Imam Ibnu Al-Qayyim berkata:

إِنَّ لِلْقُلُوْبِ مَفَاتِيْحَ أَدْنَاهَا الْإِبْتِسَامَةُ وَأَعْلَاهَا اَلْكَلِمَةُ الطَّيِّبَةُ

"Sesungguhnya hati memiliki banyak kunci. Kunci paling rendah adalah tersenyum. Dan kunci paling tinggi adalah tutur kata yang baik yang lemah lembut."

Begitupun dengan rakyat dalam menyikapi baik buruknya seorang pemimpin.
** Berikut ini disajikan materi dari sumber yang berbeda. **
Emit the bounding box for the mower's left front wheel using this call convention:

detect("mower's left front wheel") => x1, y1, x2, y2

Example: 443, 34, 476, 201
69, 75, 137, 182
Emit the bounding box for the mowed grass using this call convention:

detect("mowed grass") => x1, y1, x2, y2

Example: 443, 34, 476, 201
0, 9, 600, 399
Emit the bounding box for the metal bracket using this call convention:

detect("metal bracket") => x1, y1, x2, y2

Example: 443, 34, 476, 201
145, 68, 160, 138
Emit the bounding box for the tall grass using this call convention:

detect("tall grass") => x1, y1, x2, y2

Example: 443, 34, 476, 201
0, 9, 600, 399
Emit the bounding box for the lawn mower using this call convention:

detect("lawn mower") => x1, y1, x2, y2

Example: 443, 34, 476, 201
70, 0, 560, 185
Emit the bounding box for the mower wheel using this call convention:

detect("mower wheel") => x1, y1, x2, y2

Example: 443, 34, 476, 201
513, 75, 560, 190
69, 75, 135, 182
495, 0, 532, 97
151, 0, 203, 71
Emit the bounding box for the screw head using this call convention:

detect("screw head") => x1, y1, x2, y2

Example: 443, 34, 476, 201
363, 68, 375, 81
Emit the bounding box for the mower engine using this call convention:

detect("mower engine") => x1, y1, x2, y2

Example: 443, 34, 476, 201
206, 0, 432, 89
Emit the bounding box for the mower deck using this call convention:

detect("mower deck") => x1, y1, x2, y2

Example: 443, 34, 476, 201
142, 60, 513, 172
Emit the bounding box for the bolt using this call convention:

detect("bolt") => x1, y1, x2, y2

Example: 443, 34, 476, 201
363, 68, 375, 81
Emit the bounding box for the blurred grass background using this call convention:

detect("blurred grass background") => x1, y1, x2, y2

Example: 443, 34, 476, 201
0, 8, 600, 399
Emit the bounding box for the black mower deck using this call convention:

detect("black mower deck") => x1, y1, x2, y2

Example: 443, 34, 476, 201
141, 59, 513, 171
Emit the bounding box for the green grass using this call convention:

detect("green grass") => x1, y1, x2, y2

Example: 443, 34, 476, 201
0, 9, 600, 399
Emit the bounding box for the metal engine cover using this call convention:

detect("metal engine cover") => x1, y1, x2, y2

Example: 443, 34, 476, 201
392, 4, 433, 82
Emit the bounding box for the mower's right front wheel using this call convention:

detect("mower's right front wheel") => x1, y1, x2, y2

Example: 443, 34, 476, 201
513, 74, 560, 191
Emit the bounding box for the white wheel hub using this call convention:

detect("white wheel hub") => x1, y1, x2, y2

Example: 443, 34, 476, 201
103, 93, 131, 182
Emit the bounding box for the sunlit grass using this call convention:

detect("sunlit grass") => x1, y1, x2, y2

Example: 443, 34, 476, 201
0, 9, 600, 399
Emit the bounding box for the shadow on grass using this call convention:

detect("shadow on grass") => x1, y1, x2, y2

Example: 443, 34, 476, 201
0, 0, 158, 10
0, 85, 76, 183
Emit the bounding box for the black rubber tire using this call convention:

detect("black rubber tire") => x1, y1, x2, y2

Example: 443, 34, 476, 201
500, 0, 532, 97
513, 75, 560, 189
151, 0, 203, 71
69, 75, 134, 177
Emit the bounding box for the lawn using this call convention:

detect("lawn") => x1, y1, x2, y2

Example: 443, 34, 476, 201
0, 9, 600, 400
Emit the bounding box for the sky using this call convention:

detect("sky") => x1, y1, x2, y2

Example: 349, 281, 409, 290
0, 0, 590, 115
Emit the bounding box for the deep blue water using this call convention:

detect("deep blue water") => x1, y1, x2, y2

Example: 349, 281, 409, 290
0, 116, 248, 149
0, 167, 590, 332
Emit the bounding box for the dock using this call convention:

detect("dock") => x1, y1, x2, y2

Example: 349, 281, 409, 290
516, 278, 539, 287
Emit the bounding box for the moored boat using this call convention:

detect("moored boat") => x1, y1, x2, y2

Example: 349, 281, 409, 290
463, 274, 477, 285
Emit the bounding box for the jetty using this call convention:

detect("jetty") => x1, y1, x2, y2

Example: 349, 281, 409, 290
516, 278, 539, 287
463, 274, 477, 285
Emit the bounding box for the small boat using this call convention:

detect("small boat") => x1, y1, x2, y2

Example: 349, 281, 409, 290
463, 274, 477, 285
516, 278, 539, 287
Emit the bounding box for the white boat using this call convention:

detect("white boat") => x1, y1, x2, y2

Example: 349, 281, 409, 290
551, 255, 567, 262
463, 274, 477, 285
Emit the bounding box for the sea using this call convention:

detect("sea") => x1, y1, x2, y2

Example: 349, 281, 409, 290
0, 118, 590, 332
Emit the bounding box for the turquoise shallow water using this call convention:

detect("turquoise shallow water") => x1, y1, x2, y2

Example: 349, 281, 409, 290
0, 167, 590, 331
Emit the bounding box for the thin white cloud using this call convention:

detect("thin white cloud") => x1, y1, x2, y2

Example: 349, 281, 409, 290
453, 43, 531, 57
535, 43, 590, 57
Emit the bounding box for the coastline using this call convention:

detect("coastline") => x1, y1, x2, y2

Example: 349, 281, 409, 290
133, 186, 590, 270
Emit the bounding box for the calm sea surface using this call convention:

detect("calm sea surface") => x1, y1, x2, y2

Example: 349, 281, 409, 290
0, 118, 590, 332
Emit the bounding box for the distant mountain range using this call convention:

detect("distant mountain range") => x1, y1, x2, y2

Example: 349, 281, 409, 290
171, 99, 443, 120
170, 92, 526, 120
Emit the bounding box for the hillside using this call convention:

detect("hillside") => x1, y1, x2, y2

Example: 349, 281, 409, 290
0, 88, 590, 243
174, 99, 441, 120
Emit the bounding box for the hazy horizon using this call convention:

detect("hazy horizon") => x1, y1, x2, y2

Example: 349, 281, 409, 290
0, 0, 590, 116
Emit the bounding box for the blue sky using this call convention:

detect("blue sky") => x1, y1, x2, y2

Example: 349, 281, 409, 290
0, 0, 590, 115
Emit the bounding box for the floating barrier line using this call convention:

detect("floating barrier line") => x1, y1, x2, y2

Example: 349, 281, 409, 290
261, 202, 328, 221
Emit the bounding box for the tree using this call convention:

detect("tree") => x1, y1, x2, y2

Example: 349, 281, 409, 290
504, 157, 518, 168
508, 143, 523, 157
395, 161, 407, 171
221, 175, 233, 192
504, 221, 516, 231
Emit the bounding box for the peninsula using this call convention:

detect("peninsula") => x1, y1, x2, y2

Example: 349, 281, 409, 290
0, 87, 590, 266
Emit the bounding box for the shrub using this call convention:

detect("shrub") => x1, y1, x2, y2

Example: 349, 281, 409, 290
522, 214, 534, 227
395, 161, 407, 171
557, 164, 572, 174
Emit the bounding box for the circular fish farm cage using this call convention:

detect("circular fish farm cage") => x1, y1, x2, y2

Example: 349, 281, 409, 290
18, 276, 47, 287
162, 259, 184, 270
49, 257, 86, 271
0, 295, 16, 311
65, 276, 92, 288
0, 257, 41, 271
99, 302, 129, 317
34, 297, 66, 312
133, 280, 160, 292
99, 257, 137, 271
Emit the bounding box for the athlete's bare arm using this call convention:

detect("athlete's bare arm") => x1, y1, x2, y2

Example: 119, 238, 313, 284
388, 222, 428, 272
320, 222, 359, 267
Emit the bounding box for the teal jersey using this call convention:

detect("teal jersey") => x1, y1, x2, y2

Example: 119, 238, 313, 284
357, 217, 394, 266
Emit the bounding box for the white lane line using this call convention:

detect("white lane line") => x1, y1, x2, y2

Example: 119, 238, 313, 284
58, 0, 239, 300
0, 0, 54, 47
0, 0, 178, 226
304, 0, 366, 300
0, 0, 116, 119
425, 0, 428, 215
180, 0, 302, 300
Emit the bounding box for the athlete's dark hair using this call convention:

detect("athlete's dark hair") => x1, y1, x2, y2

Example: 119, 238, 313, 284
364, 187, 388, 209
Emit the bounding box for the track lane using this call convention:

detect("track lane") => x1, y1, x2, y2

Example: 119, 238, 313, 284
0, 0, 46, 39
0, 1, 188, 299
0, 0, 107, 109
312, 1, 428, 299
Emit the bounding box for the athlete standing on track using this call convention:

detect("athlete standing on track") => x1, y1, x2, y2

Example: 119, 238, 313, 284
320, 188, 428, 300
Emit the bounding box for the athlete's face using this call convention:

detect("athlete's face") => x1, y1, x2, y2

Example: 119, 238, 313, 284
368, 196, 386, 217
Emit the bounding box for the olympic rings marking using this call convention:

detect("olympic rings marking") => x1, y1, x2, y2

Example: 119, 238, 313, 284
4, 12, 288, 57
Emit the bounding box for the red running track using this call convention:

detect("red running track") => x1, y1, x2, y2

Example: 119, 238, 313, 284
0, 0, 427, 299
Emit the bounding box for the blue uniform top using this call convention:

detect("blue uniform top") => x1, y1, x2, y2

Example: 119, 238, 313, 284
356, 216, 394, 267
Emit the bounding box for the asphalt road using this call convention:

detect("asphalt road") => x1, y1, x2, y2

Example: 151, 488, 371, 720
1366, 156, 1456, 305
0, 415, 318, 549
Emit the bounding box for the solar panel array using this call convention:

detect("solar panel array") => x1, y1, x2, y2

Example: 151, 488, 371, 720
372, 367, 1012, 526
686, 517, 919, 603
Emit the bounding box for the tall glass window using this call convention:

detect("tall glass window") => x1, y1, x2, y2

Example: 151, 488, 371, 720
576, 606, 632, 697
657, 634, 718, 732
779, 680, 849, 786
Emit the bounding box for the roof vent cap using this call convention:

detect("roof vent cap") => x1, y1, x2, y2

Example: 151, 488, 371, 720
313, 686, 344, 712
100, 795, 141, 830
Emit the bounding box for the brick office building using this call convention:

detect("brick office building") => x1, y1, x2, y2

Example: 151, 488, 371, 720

Al-Imam Al-Habib Abdullah bin Alawi Al-Haddad berkata dalam kitabnya, Ad-Da'wah At-Tammah wa At-Tadzkirah Al-‘Ammah:

وَمَهْمَا كَانَ الْوَالِي مُصْلِحًا حُسْنَ الرِّعَايَةِ جَمِيْلَ السِّيْرَةِ، كَانَ عَلَى الرَّعِيَّةِ أَنْ يُعِيْنُوْهُ بِالدُّعَاءِ لَهُ، وَالثَّنَاءُ عَلَيْهِ بِالْخَيْرِ

"Jika seorang pemimpin membawa kemaslahatan untuk rakyat, mempunyai kinerja bagus, maka rakyat harus membantunya dengan berdoa serta memuji atas kinerjanya."

وَمَهْمَا كَانَ مُفْسِداً مُخَلَّطًا، كَانَ عَلَيْهِمْ أَنْ يَدْعُوا لَهُ بِالصَّلَاحِ وَالتَّوْفِيْقِ وَالْاِسْتِقَامَةِ، وَأَلَّا يُشْغِلُوا أَلْسِنَتَهُمْ بِذَمِّهِ وَالدُّعَاءِ عَلَيْهِ فَإِنَّ ذَلِكَ يَزِيْدُ فِي فَسَادِهِ وَاِعْوِجَاجِهِ، وَيَعُوْدُ وَبَالُ ذَلِكَ عَلَيْهِمْ

"Jika dia membawa kerusakan, mencampur aduk kebenaran dan kebathilan, maka rakyat harus mendoakannya agar dapat petunjuk dari Allah SWT. Dan janganlah sibuk mencela dan berdoa buruk untuknya. Karena itu hanya akan menambah kerusakan dan kezalimannya. Dan kita sendiri yang akan merasakan dampak buruknya."

Imam Fudhail bin 'Iyadh Rahimahullah berkata:

لَوْ كَانَتْ لِيْ دَعْوَةٌ مُسْتَجَابَةٌ لَمْ أَجْعَلْهَا إِلَّا لِلْإِمَامِ لِأَنَّ اللهَ إِذَا أَصْلَحَ الْإِمَامَ أَمِنَ الْعِبَادُ وَالْبِلَادُ

"Seandainya aku punya doa yang mustajabah, maka aku tidak akan menggunakannya kecuali kepada seorang pemimpin. Karena ketika Allah SWT menjadikannya orang baik, maka rakyat dan negara akan aman dan tenteram."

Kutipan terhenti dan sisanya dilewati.